Derbyshire Police Authority's final meeting on Thursday


Posted on 6th November 2012

Making history...

Derbyshire Police Authority will hold its final meeting on Thursday 8 November, bringing it closer to the end of an era in policing history.

The Authority will finally cease to exist on 22 November, the day the new Police and Crime Commissioner takes over the reins of police governance for the county. Until then, the Authority remains at the helm – fully committed to handing over an organisation that is strongly performing and in good shape.

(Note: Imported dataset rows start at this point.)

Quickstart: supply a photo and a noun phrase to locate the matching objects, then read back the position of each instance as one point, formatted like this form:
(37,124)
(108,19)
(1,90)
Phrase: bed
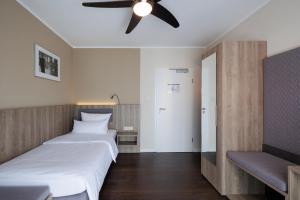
(57,164)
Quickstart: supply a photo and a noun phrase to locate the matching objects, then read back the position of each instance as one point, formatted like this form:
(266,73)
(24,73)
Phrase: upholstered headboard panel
(94,111)
(101,109)
(22,129)
(282,102)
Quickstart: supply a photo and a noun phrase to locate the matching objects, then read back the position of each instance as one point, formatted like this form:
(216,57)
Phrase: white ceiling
(202,22)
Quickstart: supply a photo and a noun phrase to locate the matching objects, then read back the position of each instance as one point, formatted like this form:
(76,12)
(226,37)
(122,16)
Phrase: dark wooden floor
(155,176)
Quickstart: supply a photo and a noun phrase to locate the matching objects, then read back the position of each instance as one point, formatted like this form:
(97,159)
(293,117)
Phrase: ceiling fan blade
(133,23)
(165,15)
(111,4)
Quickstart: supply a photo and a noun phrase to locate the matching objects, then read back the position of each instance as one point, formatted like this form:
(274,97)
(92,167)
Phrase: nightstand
(128,141)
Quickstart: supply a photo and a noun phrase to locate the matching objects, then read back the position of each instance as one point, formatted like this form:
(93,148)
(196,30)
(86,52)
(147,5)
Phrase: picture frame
(47,64)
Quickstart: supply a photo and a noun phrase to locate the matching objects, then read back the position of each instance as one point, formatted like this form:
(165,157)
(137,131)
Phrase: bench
(269,169)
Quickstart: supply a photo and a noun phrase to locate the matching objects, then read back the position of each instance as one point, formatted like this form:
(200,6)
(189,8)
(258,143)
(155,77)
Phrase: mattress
(70,164)
(81,196)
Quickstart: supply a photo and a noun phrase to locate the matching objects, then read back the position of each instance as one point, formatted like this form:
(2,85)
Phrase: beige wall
(278,23)
(98,73)
(19,31)
(152,58)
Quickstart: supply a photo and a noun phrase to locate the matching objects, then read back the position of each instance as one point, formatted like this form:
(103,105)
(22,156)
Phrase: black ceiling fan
(141,8)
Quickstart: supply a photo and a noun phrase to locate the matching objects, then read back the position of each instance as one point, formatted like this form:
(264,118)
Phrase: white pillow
(95,117)
(99,127)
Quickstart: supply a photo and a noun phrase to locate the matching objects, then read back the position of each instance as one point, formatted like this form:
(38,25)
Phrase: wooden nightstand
(128,141)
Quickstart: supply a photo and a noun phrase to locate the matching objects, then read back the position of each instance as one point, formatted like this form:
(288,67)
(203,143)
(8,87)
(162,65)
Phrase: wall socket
(128,128)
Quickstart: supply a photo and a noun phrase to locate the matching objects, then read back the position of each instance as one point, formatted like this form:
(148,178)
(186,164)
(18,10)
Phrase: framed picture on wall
(47,64)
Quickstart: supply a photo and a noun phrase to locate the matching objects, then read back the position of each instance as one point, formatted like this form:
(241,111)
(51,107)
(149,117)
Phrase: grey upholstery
(24,192)
(281,101)
(270,169)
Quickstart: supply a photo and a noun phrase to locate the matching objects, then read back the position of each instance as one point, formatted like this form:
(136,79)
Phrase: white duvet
(69,164)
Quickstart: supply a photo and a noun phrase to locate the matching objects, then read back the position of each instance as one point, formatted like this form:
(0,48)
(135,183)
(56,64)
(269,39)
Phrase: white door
(209,93)
(174,110)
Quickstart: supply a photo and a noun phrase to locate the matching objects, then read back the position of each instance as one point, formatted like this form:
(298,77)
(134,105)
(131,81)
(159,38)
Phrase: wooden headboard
(23,129)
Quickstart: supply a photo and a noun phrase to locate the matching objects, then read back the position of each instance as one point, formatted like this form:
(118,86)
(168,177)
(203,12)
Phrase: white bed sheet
(112,132)
(69,165)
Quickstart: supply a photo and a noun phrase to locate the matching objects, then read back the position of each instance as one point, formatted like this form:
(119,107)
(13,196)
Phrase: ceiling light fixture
(142,8)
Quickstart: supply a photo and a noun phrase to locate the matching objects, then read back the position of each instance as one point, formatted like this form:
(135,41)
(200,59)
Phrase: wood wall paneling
(209,171)
(239,110)
(23,129)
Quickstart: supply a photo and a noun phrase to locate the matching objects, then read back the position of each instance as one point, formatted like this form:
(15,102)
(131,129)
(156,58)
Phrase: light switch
(128,128)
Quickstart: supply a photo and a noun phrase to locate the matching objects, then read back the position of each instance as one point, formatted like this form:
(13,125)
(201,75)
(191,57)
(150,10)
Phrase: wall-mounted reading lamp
(115,95)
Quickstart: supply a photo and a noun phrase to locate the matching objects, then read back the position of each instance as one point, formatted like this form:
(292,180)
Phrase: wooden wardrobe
(239,113)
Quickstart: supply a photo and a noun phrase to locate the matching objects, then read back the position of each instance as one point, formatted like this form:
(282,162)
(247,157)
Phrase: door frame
(191,69)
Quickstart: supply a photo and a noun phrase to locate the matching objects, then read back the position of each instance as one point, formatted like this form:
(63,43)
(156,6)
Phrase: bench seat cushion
(270,169)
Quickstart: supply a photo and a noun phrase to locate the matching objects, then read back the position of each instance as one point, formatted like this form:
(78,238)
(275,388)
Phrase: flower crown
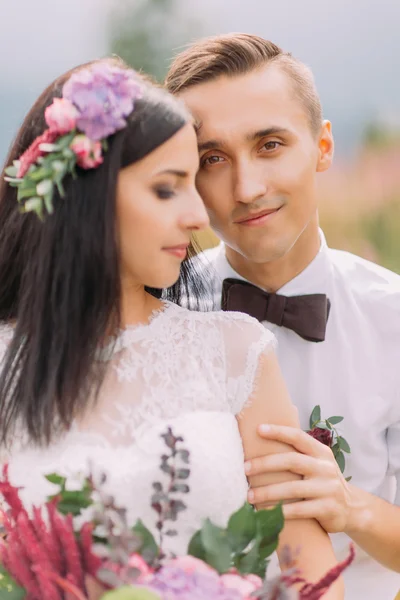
(94,105)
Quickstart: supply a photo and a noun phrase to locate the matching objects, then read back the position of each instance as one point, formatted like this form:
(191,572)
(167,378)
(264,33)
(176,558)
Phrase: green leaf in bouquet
(48,202)
(251,562)
(335,420)
(129,592)
(72,502)
(34,204)
(56,479)
(343,444)
(148,548)
(11,171)
(315,416)
(64,141)
(269,524)
(242,528)
(25,192)
(39,173)
(9,589)
(196,547)
(217,547)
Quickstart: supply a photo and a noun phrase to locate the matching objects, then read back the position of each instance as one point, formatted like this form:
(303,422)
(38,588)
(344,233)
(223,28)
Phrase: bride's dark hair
(59,279)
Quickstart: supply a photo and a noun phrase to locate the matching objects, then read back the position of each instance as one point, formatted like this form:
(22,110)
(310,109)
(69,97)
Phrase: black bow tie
(305,315)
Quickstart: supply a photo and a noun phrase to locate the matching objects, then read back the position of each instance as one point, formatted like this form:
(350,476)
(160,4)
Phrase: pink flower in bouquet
(88,152)
(245,584)
(174,583)
(190,564)
(137,562)
(61,116)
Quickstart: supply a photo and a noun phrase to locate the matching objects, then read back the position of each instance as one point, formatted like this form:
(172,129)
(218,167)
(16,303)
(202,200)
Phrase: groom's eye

Thursday’s meeting – to be held at 10.30am at Police Headquarters in Butterley Hall, Ripley –   will ask members to consider some of the Authority’s key achievements in recent years. It will also look at the fall in crime with the county recording an overall 40 per cent reduction in crime in the past nine years.

Members of the public are welcome to observe this historic meeting.

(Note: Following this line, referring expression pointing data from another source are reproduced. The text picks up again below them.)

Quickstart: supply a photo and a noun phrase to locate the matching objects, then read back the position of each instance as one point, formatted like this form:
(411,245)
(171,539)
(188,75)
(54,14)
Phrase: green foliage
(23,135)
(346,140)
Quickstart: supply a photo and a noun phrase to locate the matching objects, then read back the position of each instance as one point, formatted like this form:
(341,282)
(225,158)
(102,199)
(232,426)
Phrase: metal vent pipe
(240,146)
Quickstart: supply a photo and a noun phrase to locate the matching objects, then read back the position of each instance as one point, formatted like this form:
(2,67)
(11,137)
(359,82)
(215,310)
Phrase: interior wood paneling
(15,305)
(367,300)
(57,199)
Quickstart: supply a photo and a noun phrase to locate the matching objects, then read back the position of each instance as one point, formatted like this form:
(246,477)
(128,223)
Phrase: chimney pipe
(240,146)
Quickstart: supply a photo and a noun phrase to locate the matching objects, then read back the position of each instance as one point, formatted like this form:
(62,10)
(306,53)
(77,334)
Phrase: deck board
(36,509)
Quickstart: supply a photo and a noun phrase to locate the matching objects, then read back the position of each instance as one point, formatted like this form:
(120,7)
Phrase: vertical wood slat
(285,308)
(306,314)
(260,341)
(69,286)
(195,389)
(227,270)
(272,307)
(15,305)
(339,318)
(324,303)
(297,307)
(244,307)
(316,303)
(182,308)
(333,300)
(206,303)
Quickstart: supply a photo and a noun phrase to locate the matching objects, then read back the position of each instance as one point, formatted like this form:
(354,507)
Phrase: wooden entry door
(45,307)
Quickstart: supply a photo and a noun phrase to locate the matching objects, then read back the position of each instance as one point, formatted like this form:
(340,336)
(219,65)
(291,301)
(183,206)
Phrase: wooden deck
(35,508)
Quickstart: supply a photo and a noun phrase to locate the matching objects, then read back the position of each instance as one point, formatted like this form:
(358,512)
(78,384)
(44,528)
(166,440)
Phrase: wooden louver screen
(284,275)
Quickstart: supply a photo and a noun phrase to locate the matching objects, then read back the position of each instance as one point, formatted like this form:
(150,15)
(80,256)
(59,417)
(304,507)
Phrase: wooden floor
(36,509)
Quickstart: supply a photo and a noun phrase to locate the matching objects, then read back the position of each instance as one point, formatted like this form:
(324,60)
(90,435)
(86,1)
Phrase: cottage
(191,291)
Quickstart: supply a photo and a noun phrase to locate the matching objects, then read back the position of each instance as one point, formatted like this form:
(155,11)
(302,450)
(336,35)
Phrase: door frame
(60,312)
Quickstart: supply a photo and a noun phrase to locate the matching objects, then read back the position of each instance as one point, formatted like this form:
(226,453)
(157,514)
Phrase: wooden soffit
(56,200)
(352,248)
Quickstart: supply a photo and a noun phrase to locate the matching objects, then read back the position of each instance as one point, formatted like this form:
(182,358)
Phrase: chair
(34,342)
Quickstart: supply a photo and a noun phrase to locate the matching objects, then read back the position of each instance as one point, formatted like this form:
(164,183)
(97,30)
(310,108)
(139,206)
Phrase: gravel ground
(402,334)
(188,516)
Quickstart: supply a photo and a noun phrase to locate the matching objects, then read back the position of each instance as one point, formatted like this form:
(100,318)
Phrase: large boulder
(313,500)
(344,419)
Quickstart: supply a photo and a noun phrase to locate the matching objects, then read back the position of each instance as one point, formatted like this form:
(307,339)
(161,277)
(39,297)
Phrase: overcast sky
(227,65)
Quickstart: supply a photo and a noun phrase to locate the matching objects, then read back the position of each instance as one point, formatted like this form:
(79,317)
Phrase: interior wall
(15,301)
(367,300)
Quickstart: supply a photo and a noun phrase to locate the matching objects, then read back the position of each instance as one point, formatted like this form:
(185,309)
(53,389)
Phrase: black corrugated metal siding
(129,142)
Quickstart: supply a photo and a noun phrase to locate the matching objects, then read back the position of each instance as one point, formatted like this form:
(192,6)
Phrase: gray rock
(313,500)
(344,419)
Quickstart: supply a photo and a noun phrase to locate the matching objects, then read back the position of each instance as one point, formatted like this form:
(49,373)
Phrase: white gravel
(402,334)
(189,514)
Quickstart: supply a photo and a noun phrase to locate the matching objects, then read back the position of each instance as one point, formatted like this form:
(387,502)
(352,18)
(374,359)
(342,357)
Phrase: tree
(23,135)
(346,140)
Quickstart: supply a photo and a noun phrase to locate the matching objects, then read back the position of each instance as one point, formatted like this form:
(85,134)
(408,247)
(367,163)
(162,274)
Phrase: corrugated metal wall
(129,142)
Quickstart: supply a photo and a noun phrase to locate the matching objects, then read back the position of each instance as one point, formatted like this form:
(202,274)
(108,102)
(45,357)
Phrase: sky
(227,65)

Mr Hickson said: “We are bowing out at a time when crime is in its ninth consecutive year of reduction and services are improving, even with reduced resources. We are confident that all the hard work of recent years will be invaluable in continuing to make Derbyshire a safer place for those living, working or visiting the county.”

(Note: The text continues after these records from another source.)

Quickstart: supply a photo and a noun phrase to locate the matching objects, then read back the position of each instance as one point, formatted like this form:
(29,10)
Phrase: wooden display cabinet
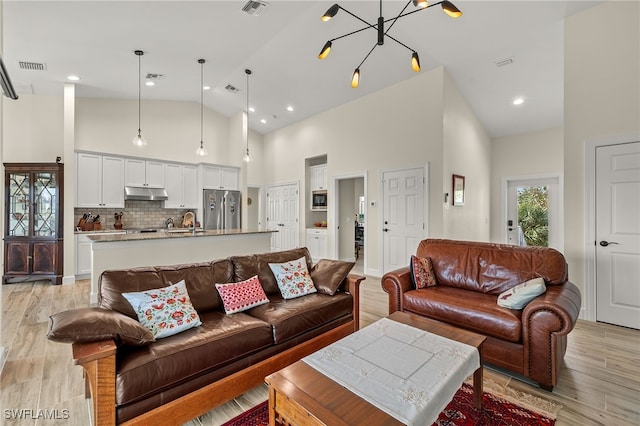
(33,235)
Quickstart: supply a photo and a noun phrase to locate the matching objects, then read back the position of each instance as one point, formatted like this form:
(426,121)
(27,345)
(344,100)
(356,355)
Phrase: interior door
(403,216)
(283,206)
(618,234)
(533,212)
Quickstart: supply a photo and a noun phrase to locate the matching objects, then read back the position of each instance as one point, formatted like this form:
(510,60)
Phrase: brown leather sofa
(470,275)
(177,378)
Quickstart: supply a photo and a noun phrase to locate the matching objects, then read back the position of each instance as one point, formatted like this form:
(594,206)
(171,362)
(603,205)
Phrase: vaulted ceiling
(95,40)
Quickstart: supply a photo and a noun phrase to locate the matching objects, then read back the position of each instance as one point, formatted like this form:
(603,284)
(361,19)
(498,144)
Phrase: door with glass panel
(33,221)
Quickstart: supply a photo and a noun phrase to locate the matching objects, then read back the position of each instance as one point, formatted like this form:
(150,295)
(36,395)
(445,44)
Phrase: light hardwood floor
(599,384)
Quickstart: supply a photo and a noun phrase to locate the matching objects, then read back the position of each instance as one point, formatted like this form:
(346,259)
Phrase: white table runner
(408,373)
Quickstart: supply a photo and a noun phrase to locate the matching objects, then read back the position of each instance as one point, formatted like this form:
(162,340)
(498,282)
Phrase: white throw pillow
(517,297)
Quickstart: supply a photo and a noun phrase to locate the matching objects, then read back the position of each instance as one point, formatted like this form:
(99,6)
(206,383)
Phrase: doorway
(404,219)
(350,217)
(533,212)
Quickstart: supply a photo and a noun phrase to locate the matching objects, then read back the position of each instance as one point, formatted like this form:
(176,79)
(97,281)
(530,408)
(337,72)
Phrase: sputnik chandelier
(447,8)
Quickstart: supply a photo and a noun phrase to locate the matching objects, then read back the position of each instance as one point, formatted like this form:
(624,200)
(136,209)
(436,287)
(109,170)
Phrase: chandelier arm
(396,18)
(414,11)
(365,58)
(357,17)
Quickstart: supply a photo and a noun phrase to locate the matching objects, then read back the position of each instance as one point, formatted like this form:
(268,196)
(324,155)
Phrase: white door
(533,212)
(403,216)
(618,234)
(283,203)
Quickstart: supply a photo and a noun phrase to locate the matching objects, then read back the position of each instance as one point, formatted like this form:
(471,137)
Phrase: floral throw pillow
(293,278)
(164,311)
(422,272)
(238,297)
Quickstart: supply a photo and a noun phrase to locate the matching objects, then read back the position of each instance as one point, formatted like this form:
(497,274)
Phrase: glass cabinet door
(45,192)
(19,200)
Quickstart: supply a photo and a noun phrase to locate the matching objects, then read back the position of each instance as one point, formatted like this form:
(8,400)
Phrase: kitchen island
(170,247)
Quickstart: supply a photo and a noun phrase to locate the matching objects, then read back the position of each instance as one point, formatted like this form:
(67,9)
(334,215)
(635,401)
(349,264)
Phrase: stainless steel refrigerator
(222,209)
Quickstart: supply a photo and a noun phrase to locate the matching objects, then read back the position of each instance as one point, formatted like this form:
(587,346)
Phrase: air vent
(33,66)
(231,88)
(254,8)
(504,62)
(152,76)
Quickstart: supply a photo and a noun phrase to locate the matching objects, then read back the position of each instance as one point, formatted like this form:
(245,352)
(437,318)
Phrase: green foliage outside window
(533,215)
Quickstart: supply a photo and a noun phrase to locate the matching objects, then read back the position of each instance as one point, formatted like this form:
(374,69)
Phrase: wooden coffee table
(301,395)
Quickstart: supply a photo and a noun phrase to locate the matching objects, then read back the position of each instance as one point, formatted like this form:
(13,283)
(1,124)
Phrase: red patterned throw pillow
(238,297)
(422,272)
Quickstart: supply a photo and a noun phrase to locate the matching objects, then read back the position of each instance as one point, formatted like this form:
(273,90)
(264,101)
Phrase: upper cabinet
(318,177)
(147,173)
(99,181)
(181,186)
(218,177)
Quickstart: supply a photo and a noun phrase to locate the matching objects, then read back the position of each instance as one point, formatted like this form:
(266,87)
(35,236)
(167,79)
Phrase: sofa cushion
(491,268)
(199,278)
(238,297)
(293,317)
(293,278)
(258,264)
(328,274)
(220,340)
(519,296)
(164,311)
(94,324)
(467,309)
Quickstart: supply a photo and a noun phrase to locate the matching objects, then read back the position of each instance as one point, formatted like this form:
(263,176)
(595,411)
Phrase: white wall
(466,152)
(521,155)
(602,100)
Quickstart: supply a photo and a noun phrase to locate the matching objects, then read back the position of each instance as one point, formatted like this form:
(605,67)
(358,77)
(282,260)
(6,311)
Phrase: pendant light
(139,140)
(247,157)
(201,151)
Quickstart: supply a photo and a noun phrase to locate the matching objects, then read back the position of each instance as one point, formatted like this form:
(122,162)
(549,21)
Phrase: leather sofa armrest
(546,321)
(395,283)
(562,302)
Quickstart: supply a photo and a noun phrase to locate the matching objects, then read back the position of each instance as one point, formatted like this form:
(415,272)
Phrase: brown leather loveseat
(469,277)
(174,379)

Items for consideration will include Chief Constable Mick Creedon’s performance overview and his report on the Force’s Strategic Risk Seminar. The seminar outlines the county’s most significant threats which are evaluated with the help of views from partners and the public. Mr Creedon is expected to emphasise the effective approach that the Force has taken in relation to risk and threat – evidenced by nine consecutive years of crime reduction.

The seven top priority threat areas identified for 2013/14 were alcohol-related harm, drugs, antisocial behaviour and safeguarding children followed by acquisitive crime and offender management, domestic abuse and organised crime groups.

The top five risks identified were cyber crime, new and emerging communities, economic crime, domestic abuse and drugs.

The findings from the Seminar will be used to help shape the development of the Police and Crime Commissioner’s first Police and Crime Plan. They are also fed directly into the Force’s strategic planning processes. Members will hear that, in line with public expectations of the police service, the seminar emphasised that the Force’s continued focus is to ‘prevent and reduce crime, attack criminality and protect the vulnerable.’

A report on the transition of power to the Police and Crime Commissioner will be put before the meeting, including the latest information on post election project planning.